Fix the long-blocking read for Valkey RDMA. by ruihong123 · Pull Request #233 · valkey-io/libvalkey

ruihong123 · 2025-08-21T16:56:23Z

During the valkey benchmark, when we set the data size as 16KB, the benchmark will be blocking on GET. The reason behind is that RDMA event is edge-triggered and hence every incoming data has to be read totally instead of read partially. Otherwise, the benchmark will be blocked at the event loop . We modify the valkeyBufferRead to enable a total read over the RDMA buffer when the conneciton type is RDMA. To realize this logic we need to keep read the buffer until the read result data size is smaller than the attempt read size.

In addition, we need to deal with a corner case for the logic above. If the message happened to be 16KB and the first read finishes all the available data, the second read will be triggered and block there until return an error. To solve this problem, we make read non-blocking except for the first read.

An alternative approach to solve this problem could be making the message sender chunk the message into 16KB blocks (equal to the stack buffer) and generate the PollIn signal every 16KB data arrival. This approach seems to also improve the performance of RDMA commands with very large data size. According to our benchmark result. this pipelined RDMA transfer can improve "SET" command throughput by 1.4X. I am okay with both solutions.

Please take a look at this PR @pizhenwei.

pizhenwei · 2025-08-22T08:29:40Z

During the valkey benchmark, when we set the data size as 16KB, the benchmark will be blocking on GET. The reason behind is that RDMA event is edge-triggered and hence every incoming data has to be read totally instead of read partially. Otherwise, the benchmark will be blocked at the event loop . We modify the valkeyBufferRead to enable a total read over the RDMA buffer when the conneciton type is RDMA. To realize this logic we need to keep read the buffer until the read result data size is smaller than the attempt read size.

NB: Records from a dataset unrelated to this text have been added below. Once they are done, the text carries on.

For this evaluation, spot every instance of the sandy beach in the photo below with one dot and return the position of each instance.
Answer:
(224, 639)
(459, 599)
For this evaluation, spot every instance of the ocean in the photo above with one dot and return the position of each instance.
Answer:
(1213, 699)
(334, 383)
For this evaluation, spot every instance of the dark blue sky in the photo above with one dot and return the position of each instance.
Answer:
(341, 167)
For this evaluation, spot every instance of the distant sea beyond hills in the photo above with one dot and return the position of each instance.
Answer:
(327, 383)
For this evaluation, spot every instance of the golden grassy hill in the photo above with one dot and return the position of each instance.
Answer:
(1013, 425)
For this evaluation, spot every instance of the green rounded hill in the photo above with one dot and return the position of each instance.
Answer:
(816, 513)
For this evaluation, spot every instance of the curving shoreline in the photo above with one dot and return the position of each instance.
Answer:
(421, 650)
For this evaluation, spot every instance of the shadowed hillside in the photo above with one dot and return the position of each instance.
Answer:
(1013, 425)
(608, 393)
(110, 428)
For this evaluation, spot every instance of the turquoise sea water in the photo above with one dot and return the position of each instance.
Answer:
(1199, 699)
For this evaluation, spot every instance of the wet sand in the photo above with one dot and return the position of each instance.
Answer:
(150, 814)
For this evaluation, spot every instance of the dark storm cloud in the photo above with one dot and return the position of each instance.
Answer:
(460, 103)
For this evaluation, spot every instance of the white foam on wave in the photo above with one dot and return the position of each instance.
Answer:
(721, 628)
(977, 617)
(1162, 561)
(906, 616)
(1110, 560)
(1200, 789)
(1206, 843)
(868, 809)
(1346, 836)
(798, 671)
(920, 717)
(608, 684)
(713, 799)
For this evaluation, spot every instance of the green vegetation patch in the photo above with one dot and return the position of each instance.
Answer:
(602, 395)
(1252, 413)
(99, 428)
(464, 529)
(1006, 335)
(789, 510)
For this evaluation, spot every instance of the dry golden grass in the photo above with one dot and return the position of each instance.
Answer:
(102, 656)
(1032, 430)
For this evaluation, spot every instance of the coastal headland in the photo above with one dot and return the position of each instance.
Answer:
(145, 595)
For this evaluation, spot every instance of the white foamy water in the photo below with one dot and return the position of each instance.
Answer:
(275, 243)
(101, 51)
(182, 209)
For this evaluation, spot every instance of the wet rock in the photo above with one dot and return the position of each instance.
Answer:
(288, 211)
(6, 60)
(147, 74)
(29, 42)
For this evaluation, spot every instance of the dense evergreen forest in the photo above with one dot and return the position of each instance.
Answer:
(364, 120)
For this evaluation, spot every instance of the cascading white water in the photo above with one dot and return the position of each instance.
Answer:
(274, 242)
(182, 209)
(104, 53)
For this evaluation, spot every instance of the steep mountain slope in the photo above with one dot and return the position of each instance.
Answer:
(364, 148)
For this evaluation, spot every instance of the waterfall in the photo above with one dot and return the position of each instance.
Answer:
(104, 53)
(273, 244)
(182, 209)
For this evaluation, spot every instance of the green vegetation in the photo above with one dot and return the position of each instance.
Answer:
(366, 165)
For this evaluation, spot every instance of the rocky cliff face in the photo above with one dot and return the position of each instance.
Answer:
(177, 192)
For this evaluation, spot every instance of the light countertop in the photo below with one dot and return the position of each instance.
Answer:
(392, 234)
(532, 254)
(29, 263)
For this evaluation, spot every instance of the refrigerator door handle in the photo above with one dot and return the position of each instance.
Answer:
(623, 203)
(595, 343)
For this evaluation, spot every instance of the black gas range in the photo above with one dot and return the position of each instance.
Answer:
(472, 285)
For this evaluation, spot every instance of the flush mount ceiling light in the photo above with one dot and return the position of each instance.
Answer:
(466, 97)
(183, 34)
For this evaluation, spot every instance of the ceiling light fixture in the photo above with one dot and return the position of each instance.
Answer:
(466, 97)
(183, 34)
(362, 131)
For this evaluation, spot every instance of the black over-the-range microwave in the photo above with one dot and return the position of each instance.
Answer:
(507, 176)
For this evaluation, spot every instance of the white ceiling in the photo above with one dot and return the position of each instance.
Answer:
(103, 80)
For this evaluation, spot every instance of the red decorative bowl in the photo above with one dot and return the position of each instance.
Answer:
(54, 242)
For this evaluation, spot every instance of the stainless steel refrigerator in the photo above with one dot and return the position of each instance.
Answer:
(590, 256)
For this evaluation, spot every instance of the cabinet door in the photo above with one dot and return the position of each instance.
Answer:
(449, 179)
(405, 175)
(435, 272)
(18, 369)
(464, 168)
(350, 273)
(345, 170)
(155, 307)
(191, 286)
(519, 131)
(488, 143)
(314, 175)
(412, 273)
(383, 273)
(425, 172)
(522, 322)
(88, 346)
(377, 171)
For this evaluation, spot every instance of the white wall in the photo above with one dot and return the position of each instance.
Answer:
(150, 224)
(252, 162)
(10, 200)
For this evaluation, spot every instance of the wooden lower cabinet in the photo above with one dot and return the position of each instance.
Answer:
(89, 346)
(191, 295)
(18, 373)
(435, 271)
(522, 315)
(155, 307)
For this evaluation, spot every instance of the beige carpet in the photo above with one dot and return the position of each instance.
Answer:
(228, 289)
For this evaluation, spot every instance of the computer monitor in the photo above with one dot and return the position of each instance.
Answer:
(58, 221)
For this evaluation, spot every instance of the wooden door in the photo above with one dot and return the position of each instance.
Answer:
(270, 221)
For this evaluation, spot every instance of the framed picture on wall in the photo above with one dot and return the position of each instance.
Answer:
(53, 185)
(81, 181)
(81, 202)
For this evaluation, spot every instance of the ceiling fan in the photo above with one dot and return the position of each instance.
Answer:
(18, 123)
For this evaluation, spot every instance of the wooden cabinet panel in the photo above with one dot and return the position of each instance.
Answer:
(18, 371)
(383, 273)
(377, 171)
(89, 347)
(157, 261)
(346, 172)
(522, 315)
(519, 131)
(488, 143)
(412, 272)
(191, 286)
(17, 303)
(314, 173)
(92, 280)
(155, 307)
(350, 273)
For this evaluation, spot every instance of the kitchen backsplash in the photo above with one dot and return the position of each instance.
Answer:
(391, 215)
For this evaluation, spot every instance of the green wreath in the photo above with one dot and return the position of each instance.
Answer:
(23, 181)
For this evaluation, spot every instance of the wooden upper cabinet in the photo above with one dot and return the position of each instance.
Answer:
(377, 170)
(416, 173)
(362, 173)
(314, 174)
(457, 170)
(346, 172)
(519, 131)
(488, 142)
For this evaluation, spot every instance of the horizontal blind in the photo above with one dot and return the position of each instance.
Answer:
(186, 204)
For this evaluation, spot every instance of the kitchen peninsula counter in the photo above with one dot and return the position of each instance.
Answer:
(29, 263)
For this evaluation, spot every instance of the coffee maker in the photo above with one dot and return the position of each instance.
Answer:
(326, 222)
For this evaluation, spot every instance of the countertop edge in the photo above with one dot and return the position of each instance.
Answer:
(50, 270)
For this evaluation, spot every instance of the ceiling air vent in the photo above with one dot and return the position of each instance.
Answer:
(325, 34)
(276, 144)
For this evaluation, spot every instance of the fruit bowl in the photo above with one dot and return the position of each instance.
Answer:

In addition, we need to deal with a corner case for the logic above. If the message happened to be 16KB and the first read finishes all the available data, the second read will be triggered and block there until return an error. To solve this problem, we make read non-blocking except for the first read.

An alternative approach to solve this problem could be making the message sender chunk the message into 16KB blocks (equal to the stack buffer) and generate the PollIn signal every 16KB data arrival. This approach seems to also improve the performance of RDMA commands with very large data size. According to our benchmark result. this pipelined RDMA transfer can improve "SET" command throughput by 1.4X. I am okay with both solutions.

Please take a look at this PR @pizhenwei.

Hi
Thanks for your work!
I'm out of cycles this week, I'll dive into this issue next week.

src/valkey.c

pizhenwei · 2025-08-23T15:04:09Z

Hi @michael-grunder @ruihong123

I have another option of this issue:

char *zc_buf = NULL;

if (c->funcs->read_zc) {
        nread = c->funcs->read_zc(c, &zc_buf);
        if (nread < 0) {
            ...
        }
}
...

zc means zero copy here, because RDMA is using a user space buffer, so c->funcs->read_zc will return the pointer of available reading buffer and size, this will:

reduce memory copy, feed zc_buf and nread directly (instead of copying to stack buffer additionally).
all the available reading buffer will be consumed in a single call, also fix this issue

If this is acceptable, I suggest use c->funcs->read_zc instead of if (c->connection_type != VALKEY_CONN_RDMA). zero copy method is considered as higher performance, I guess TCP zero copy receive may be introduced in the future.

michael-grunder · 2025-08-23T15:19:20Z

If this is acceptable, I suggest use c->funcs->read_zc instead of if (c->connection_type != VALKEY_CONN_RDMA)

I had the same thought honestly. What do you think @bjosv

ruihong123 · 2025-08-24T02:08:36Z

Hi @michael-grunder @ruihong123

I have another option of this issue:
char *zc_buf = NULL;

if (c->funcs->read_zc) {
        nread = c->funcs->read_zc(c, &zc_buf);
        if (nread < 0) {
            ...
        }
}
... 
zc means zero copy here, because RDMA is using a user space buffer, so c->funcs->read_zc will return the pointer of available reading buffer and size, this will:

reduce memory copy, feed zc_buf and nread directly (instead of copying to stack buffer additionally).

all the available reading buffer will be consumed in a single call, also fix this issue

If this is acceptable, I suggest use c->funcs->read_zc instead of if (c->connection_type != VALKEY_CONN_RDMA). zero copy method is considered as higher performance, I guess TCP zero copy receive may be introduced in the future.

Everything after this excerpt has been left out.